Scientists Find Lost Continent Hiding Beneath Europe

A map of the recently discovered continent called Greater Adria.

Millions of people around the globe travel to Europe on vacation and without knowing it, walk on the remnants of a long-lost continent that existed more than 100 million years ago.

It’s bigger than Atlantis.

According to Geologists, the Mediterranean region is one of the most complex regions on Earth, in terms of geology.

For the first time ever, scientists have managed to actually reconstruct the evolutionary history of the mountain ranges and seas of the region.

The new study, published in Gondwana Research, has revealed that a continent he size of Greenland that separated some 200 million years ago from Northern Africa, plunged into the Earth’s crust just beneath Europe.

“Most mountain chains that we investigated originated from a single continent that separated from North Africa more than 200 million years ago,” explains principal researcher Douwe van Hinsbergen, Professor of Global Tectonics and Paleogeography at Utrecht University.

“The only remaining part of this continent is a strip that runs from Turin via the Adriatic Sea to the heel of the boot that forms Italy.”

Geologists refer to that area as “Adria” and professor Van Hinsbergen has therefore called the lost continent “Greater Adria”.

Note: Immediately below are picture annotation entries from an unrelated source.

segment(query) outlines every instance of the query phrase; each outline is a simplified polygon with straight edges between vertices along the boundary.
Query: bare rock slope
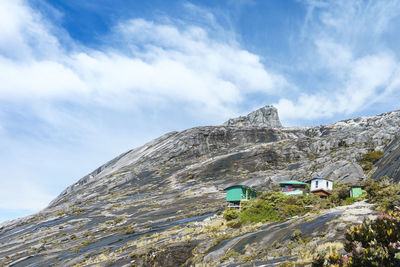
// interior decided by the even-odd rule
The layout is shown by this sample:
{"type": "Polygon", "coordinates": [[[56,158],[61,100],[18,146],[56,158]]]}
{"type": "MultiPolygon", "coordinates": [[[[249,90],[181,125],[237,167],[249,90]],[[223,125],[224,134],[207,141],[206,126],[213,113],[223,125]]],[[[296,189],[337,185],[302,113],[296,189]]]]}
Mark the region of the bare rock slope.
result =
{"type": "Polygon", "coordinates": [[[221,223],[216,214],[224,208],[221,189],[227,185],[268,190],[282,180],[313,176],[356,183],[365,179],[358,160],[373,150],[385,155],[370,175],[376,169],[398,175],[400,111],[291,128],[281,127],[274,112],[267,107],[223,126],[171,132],[120,155],[69,186],[45,210],[0,224],[0,262],[205,263],[227,233],[263,229],[213,230],[221,223]]]}

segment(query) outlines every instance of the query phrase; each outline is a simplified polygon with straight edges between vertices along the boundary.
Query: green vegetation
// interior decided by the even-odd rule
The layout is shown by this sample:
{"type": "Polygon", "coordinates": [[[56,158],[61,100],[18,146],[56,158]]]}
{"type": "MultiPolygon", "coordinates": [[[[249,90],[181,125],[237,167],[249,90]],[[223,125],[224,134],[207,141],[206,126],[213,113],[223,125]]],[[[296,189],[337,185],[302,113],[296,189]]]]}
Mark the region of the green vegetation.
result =
{"type": "MultiPolygon", "coordinates": [[[[349,197],[348,185],[336,184],[332,195],[328,199],[322,199],[314,194],[286,195],[282,192],[269,191],[255,199],[242,202],[242,208],[227,209],[224,211],[224,219],[227,226],[238,228],[246,222],[280,222],[293,216],[301,216],[312,211],[329,209],[336,206],[353,204],[357,199],[349,197]]],[[[400,201],[400,197],[399,197],[400,201]]]]}
{"type": "MultiPolygon", "coordinates": [[[[312,266],[400,266],[400,185],[388,177],[365,182],[366,195],[376,209],[386,212],[375,220],[366,219],[346,233],[346,255],[319,251],[312,266]]],[[[353,201],[351,198],[346,202],[353,201]]]]}
{"type": "Polygon", "coordinates": [[[337,251],[320,251],[312,266],[399,266],[400,213],[382,214],[375,220],[365,220],[346,233],[342,256],[337,251]]]}
{"type": "Polygon", "coordinates": [[[374,164],[380,160],[380,158],[383,155],[383,151],[377,150],[377,151],[372,151],[369,153],[365,153],[361,155],[361,159],[359,160],[359,163],[363,170],[368,173],[372,170],[374,164]]]}
{"type": "Polygon", "coordinates": [[[392,184],[387,176],[379,181],[368,179],[364,190],[370,202],[376,204],[378,211],[393,211],[396,206],[400,207],[400,185],[392,184]]]}

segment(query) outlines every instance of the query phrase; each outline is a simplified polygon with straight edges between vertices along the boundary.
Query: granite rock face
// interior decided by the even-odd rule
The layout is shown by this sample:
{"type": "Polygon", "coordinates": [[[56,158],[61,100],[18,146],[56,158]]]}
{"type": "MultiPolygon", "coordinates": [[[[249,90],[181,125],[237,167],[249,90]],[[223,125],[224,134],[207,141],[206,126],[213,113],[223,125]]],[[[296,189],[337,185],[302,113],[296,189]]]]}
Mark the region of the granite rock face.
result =
{"type": "Polygon", "coordinates": [[[274,106],[265,106],[257,109],[247,116],[229,119],[224,123],[226,126],[258,126],[280,128],[282,124],[279,120],[278,110],[274,106]]]}
{"type": "MultiPolygon", "coordinates": [[[[274,108],[268,110],[274,113],[274,108]]],[[[224,238],[248,234],[246,242],[251,243],[269,231],[283,237],[296,227],[309,227],[305,219],[304,225],[284,222],[246,233],[223,228],[218,213],[225,207],[222,189],[227,185],[247,184],[266,191],[283,180],[321,176],[358,183],[366,178],[359,160],[373,150],[384,151],[384,156],[368,176],[398,178],[400,111],[290,128],[260,115],[262,111],[251,114],[241,119],[248,123],[241,126],[228,121],[229,125],[167,133],[100,166],[41,212],[0,223],[0,265],[216,263],[224,257],[221,251],[239,244],[238,239],[224,238]]],[[[323,224],[337,212],[315,218],[313,229],[320,229],[315,235],[325,234],[323,224]]],[[[271,244],[279,241],[268,238],[271,244]]],[[[243,253],[254,247],[240,244],[237,249],[243,253]]]]}

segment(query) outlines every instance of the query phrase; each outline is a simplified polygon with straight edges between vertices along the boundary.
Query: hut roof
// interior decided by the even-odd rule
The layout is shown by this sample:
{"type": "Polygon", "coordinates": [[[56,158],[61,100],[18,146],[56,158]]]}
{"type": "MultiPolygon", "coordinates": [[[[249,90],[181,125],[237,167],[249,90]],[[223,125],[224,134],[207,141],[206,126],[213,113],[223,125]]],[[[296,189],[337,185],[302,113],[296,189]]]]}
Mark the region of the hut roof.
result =
{"type": "Polygon", "coordinates": [[[303,183],[303,182],[296,181],[296,180],[282,181],[279,184],[280,185],[307,185],[307,183],[303,183]]]}
{"type": "Polygon", "coordinates": [[[238,187],[238,186],[239,186],[239,187],[242,187],[242,188],[250,189],[250,190],[253,190],[253,191],[256,191],[256,192],[257,192],[257,190],[255,190],[254,188],[252,188],[252,187],[250,187],[250,186],[247,186],[247,185],[242,185],[242,184],[234,184],[234,185],[225,187],[225,188],[224,188],[224,191],[229,190],[229,189],[231,189],[231,188],[233,188],[233,187],[238,187]]]}

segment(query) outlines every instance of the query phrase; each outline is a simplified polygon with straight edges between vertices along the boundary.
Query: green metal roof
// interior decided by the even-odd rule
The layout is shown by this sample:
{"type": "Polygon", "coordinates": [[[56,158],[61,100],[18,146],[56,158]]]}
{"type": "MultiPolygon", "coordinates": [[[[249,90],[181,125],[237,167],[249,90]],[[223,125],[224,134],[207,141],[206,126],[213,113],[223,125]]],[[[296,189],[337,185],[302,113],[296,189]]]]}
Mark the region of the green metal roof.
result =
{"type": "Polygon", "coordinates": [[[279,184],[295,184],[295,185],[307,185],[307,183],[303,183],[303,182],[299,182],[299,181],[295,181],[295,180],[291,180],[291,181],[282,181],[279,184]]]}

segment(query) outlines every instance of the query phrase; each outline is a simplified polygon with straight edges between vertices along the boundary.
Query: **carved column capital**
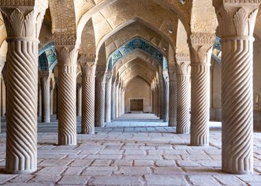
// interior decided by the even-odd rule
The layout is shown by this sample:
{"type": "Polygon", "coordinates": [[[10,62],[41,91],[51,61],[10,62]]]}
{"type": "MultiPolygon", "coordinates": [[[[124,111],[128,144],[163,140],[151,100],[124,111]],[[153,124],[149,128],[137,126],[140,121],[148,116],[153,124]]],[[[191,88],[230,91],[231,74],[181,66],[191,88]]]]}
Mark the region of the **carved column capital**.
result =
{"type": "Polygon", "coordinates": [[[260,0],[213,1],[223,39],[253,39],[260,0]],[[250,37],[250,38],[249,38],[250,37]]]}
{"type": "Polygon", "coordinates": [[[76,83],[76,89],[80,90],[82,87],[82,83],[76,83]]]}
{"type": "Polygon", "coordinates": [[[56,46],[76,46],[78,48],[76,38],[76,32],[54,32],[53,34],[56,46]]]}
{"type": "Polygon", "coordinates": [[[29,37],[38,41],[47,0],[1,1],[0,6],[8,40],[29,37]]]}
{"type": "Polygon", "coordinates": [[[105,83],[106,74],[104,72],[98,71],[96,73],[96,81],[100,83],[105,83]]]}
{"type": "Polygon", "coordinates": [[[2,72],[2,70],[5,64],[6,59],[2,56],[0,56],[0,72],[2,72]]]}
{"type": "Polygon", "coordinates": [[[113,77],[113,72],[111,71],[106,72],[106,82],[111,81],[112,80],[112,77],[113,77]]]}
{"type": "Polygon", "coordinates": [[[208,64],[215,34],[212,33],[193,32],[190,35],[192,63],[208,64]]]}
{"type": "Polygon", "coordinates": [[[186,54],[177,54],[177,74],[178,75],[190,75],[190,56],[186,54]]]}
{"type": "Polygon", "coordinates": [[[96,63],[94,62],[81,63],[82,77],[95,76],[96,63]]]}

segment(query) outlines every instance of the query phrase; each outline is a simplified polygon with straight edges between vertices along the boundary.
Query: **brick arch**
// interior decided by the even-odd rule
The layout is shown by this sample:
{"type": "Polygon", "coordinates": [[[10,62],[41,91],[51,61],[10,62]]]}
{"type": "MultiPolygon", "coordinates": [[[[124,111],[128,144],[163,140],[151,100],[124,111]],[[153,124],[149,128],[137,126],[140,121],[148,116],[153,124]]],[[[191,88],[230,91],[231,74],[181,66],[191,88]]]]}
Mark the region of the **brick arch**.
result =
{"type": "MultiPolygon", "coordinates": [[[[104,8],[120,0],[104,0],[95,6],[87,12],[85,12],[79,20],[77,25],[77,39],[78,42],[81,40],[81,35],[85,24],[88,20],[95,13],[101,11],[104,8]]],[[[170,14],[176,14],[185,27],[188,33],[190,32],[190,12],[188,7],[181,4],[177,1],[168,0],[152,0],[151,1],[161,6],[163,8],[169,12],[170,14]]]]}

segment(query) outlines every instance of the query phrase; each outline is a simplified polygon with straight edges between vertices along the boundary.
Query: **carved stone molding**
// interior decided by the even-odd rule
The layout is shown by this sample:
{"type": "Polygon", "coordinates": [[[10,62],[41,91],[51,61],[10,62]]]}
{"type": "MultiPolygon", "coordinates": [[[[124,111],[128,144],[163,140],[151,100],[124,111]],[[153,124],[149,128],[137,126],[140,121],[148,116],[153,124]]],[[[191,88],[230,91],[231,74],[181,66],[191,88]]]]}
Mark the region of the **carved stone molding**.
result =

Greater Adria, Greater than Atlantis

The researchers have revealed that Greater Adria was mostly situated beneath the ocean, forming shallow tropical seas in which sediment was deposited throughout years.

These sedimentary rocks were then scraped when the continent subducted into Earth’s crust. What was left from the rocks are now the mountain belts of the Apennines, part of the Alps, Balkans, Greece, and Turkey.

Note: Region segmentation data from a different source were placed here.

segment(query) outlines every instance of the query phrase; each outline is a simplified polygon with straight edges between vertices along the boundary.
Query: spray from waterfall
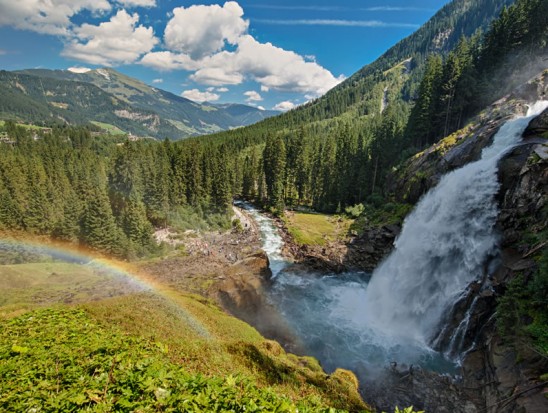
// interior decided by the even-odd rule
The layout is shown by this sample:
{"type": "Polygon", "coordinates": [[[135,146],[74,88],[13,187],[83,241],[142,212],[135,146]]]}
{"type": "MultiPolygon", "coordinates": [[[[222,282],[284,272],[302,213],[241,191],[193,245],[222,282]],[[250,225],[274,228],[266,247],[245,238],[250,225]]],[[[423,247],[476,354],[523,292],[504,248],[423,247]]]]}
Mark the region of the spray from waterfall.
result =
{"type": "MultiPolygon", "coordinates": [[[[364,298],[365,321],[381,336],[428,346],[445,313],[485,275],[486,261],[497,251],[498,161],[546,107],[548,101],[537,102],[527,116],[506,122],[480,160],[443,176],[407,217],[364,298]]],[[[465,317],[459,328],[467,322],[465,317]]],[[[451,345],[464,334],[459,331],[451,345]]]]}

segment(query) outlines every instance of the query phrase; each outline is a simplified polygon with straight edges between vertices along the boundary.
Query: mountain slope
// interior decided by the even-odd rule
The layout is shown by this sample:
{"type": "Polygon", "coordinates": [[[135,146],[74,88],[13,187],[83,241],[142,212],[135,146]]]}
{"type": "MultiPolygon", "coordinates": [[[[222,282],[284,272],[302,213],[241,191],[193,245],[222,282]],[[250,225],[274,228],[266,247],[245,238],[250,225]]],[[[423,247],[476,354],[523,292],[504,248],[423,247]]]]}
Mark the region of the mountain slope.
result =
{"type": "Polygon", "coordinates": [[[112,124],[139,136],[170,136],[177,129],[152,112],[132,106],[84,82],[0,71],[0,116],[30,122],[112,124]]]}
{"type": "Polygon", "coordinates": [[[262,111],[251,106],[236,105],[244,108],[246,115],[242,116],[241,113],[229,109],[233,105],[198,104],[173,93],[148,86],[138,79],[113,69],[96,69],[84,73],[70,70],[29,69],[18,73],[93,84],[133,108],[158,114],[175,128],[173,138],[246,126],[278,114],[275,111],[262,111]]]}
{"type": "MultiPolygon", "coordinates": [[[[250,135],[263,130],[297,129],[331,118],[370,116],[390,102],[410,102],[424,73],[427,56],[447,54],[461,36],[486,31],[502,8],[514,0],[453,0],[416,32],[388,49],[324,96],[281,116],[251,126],[250,135]],[[384,104],[383,104],[384,102],[384,104]]],[[[248,130],[248,129],[246,129],[248,130]]]]}

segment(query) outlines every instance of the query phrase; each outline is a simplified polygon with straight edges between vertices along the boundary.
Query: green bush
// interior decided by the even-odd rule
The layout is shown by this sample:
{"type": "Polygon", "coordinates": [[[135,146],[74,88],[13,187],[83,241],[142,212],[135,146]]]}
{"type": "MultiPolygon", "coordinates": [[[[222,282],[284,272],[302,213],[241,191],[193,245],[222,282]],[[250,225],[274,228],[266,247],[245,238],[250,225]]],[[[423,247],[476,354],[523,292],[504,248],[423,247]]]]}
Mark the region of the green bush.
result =
{"type": "Polygon", "coordinates": [[[168,347],[96,324],[81,310],[0,323],[0,411],[336,412],[295,404],[244,377],[206,378],[168,347]]]}

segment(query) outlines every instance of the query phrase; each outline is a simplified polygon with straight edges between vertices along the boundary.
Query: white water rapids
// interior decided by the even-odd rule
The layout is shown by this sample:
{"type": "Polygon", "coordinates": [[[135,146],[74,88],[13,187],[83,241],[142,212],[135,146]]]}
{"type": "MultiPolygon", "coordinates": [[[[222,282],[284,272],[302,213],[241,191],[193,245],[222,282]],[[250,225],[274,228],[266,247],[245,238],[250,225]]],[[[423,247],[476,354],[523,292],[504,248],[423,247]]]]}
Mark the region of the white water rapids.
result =
{"type": "Polygon", "coordinates": [[[394,251],[371,277],[292,271],[271,220],[244,205],[260,226],[271,261],[268,299],[308,354],[328,371],[370,372],[390,362],[453,371],[453,361],[429,343],[470,283],[485,276],[486,260],[497,250],[497,163],[546,107],[548,102],[538,102],[527,116],[506,122],[480,160],[442,177],[406,218],[394,251]]]}

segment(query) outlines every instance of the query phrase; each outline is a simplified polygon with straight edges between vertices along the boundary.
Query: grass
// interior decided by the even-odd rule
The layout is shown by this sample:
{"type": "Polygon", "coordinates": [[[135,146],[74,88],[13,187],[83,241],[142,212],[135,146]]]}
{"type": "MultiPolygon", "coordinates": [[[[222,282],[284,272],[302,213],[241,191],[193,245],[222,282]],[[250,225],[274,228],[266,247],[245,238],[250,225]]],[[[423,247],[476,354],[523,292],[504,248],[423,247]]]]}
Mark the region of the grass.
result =
{"type": "Polygon", "coordinates": [[[288,232],[299,245],[325,245],[344,238],[352,221],[335,215],[293,212],[284,216],[288,232]]]}
{"type": "Polygon", "coordinates": [[[158,411],[187,399],[193,411],[367,408],[353,380],[286,354],[204,297],[160,284],[135,292],[71,263],[4,265],[0,280],[2,411],[158,411]],[[197,382],[203,391],[189,394],[197,382]]]}
{"type": "MultiPolygon", "coordinates": [[[[0,120],[0,128],[3,128],[5,125],[6,125],[6,121],[5,120],[0,120]]],[[[43,126],[28,125],[26,123],[16,123],[16,125],[20,126],[22,128],[25,128],[25,129],[32,129],[32,130],[47,129],[47,128],[44,128],[43,126]]]]}
{"type": "Polygon", "coordinates": [[[99,122],[96,120],[92,120],[90,123],[93,123],[96,126],[99,126],[100,128],[106,130],[111,135],[125,135],[126,132],[118,128],[117,126],[111,125],[110,123],[104,123],[99,122]]]}
{"type": "MultiPolygon", "coordinates": [[[[128,336],[77,309],[42,310],[0,329],[2,411],[328,412],[235,374],[204,377],[159,341],[128,336]]],[[[339,377],[334,376],[334,381],[339,377]]]]}
{"type": "Polygon", "coordinates": [[[99,300],[137,287],[89,266],[66,262],[0,265],[0,318],[59,303],[99,300]]]}

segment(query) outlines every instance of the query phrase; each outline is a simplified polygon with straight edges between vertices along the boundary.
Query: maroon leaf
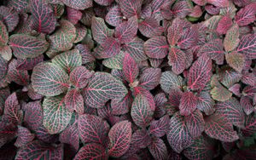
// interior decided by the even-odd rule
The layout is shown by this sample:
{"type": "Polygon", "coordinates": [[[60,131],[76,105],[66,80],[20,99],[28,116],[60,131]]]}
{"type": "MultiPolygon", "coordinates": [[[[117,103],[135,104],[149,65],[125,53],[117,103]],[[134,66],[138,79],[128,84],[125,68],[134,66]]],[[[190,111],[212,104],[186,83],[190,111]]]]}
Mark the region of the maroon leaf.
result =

This proves what a geologically complex region the Mediterranean is. In fact, the region changes a lot of what we know about plate tectonics.

According to the theory of plate tectonics, the various plates of our planet do not deform internally when they move with respect to each other, along large fault zones. But in the Mediterranean, this is not the case.

“It is quite simply a geological mess: everything is curved, broken, and stacked. Compared to this, the Himalayas, for example, represent a rather simple system. There you can follow several large fault lines across a distance of more than 2000 km.”

The new discovery is the result of a decade-long collaboration between scientists from Utrecht, Oslo, and Zürich.

What took them ten years? The researchers say that it took around ten years to gather all the necessary data because not only is this a vast region hosting more than 30 countries, but each of these countries also has their own characteristics.

“This is not only a large region, but it also hosts more than 30 countries. Each of these has its own geological survey, own maps, and own ideas about the evolutionary history. Research often stops at the national borders. Therefore, the region is not just fragmented from a geological perspective,” explained professor Van Hinsbergen.